O renascimento do mercado de crédito privado no Brasil (tem que manter isso aí)

Já discutimos aqui no Terraço Econômico uma questão que parece ser aquela clássico do ovo e da galinha: o mercado de crédito privado de longo prazo no Brasil não existia por causa do BNDES ou o BNDES existia porque não havia mercado de crédito privado no Brasil? Contrariando o que parecia ser o diagnóstico dos governos anteriores (da necessidade do BNDES devido a incapacidade ou falta de interesse do mercado em oferecer crédito de longo prazo para empresas) a equipe econômica do governo Temer apostou no contrário. E tem funcionado bem.

O primeiro passo para essa mudança de paradigma foi a criação da TLP, uma nova taxa de juros de longo prazo em substituição a TJLP, aprovada no final de 2017. Devido a essa mudança, ao longo de cinco anos, a TLP passará a convergir para a taxa real da NTN-B de cinco anos mais a variação do IPCA. Na prática, a partir desse período o governo deixará de subsidiar o crédito para empresas aumentando o espaço para competição no mercado privado de crédito. Essa é uma mudança fundamental uma vez que a taxa de juros de longo prazo para empréstimos do governo para as empresas deixa de ser uma decisão político-administrativa do Conselho Monetário Nacional (como era a TJLP) e passará gradualmente a ser definida por parâmetros de mercado.

Antes disso, a competição era impossível. Para se ter uma ideia, em junho de 2016 a TJLP estava em 7,5% ao ano, quase metade da taxa Selic, que era de 14,25% e ainda mais distante das taxas das NTN-B cotadas em 16,26% naquela época. Isso significa que o governo estava subsidiando as empresas que recebiam esses empréstimos do BNDES em pelo menos 6% ano ano. Com certeza mais, já que o risco das empresas e o prazo dos empréstimos do BNDES eram bem superiores aos do governo captando via Selic.

Com essa mudança, as transferências de recursos do governo para o BNDES foram reduzidas drasticamente, algo fundamental especialmente em momentos de crise fiscal. Entre 2009 e 2016, os gastos do Tesouro Nacional com subsídios financeiros (equalização de juros) e creditícios do BNDES somaram o equivalente a R$ 222 bilhões em valores de hoje. Em 2014, por exemplo, o tesouro transferiu 60 bilhões de reais para o BNDES, cerca de 2.5% do PIB daquele ano (valores que já tinham sido ainda mais expressivos em anos anteriores como demonstram os gráficos a seguir).

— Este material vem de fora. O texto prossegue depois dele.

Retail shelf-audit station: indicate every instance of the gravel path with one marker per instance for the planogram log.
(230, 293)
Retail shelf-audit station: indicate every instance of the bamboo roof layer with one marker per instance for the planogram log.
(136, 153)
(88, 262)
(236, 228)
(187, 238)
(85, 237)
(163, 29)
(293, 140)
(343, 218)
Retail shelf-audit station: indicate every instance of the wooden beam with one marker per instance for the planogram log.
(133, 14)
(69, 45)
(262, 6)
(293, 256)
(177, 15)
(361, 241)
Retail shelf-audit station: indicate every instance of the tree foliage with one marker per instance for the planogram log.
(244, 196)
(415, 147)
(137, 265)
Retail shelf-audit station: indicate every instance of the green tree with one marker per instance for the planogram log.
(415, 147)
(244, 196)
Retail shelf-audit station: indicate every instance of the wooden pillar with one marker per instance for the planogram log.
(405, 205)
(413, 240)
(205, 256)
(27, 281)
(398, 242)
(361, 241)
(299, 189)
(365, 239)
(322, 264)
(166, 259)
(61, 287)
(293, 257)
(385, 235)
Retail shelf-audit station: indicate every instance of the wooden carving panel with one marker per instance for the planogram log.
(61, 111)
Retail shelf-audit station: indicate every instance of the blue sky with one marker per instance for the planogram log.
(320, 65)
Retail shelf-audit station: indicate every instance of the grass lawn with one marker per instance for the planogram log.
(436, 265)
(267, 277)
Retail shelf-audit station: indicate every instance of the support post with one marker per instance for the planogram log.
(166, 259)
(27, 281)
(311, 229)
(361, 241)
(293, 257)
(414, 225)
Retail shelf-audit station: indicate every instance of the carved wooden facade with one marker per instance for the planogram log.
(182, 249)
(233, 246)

Não existia dúvidas a respeito dos benefícios fiscais de tal medida. Estava claro também que haveria um benefício para os trabalhadores, já que 30% dos recursos do BNDES vem do FAT (fundo de amparo ao trabalhador) cujo principal objetivo é custear o seguro-desemprego, o abono salarial e programas de geração de emprego e renda e que também era remunerado pela TJLP (com isso, a substituição da TJLP pela TLP, também acaba protegendo o trabalhador ao aumentar remuneração dos recursos destinados ao seu amparo).

O que não se tinha certeza é se o mercado de capitais teria fôlego (e vontade) para ocupar esse espaço. Essa foi uma aposta, até o momento vencedora, da equipe econômica. Como podemos ver no próximo gráfico:

Além do volume ter aumentando, o prazo médio dos empréstimos para títulos de empresas também cresceu, o que reitera a confiança e o apetite do mercado de capitais para esse tipo de operação.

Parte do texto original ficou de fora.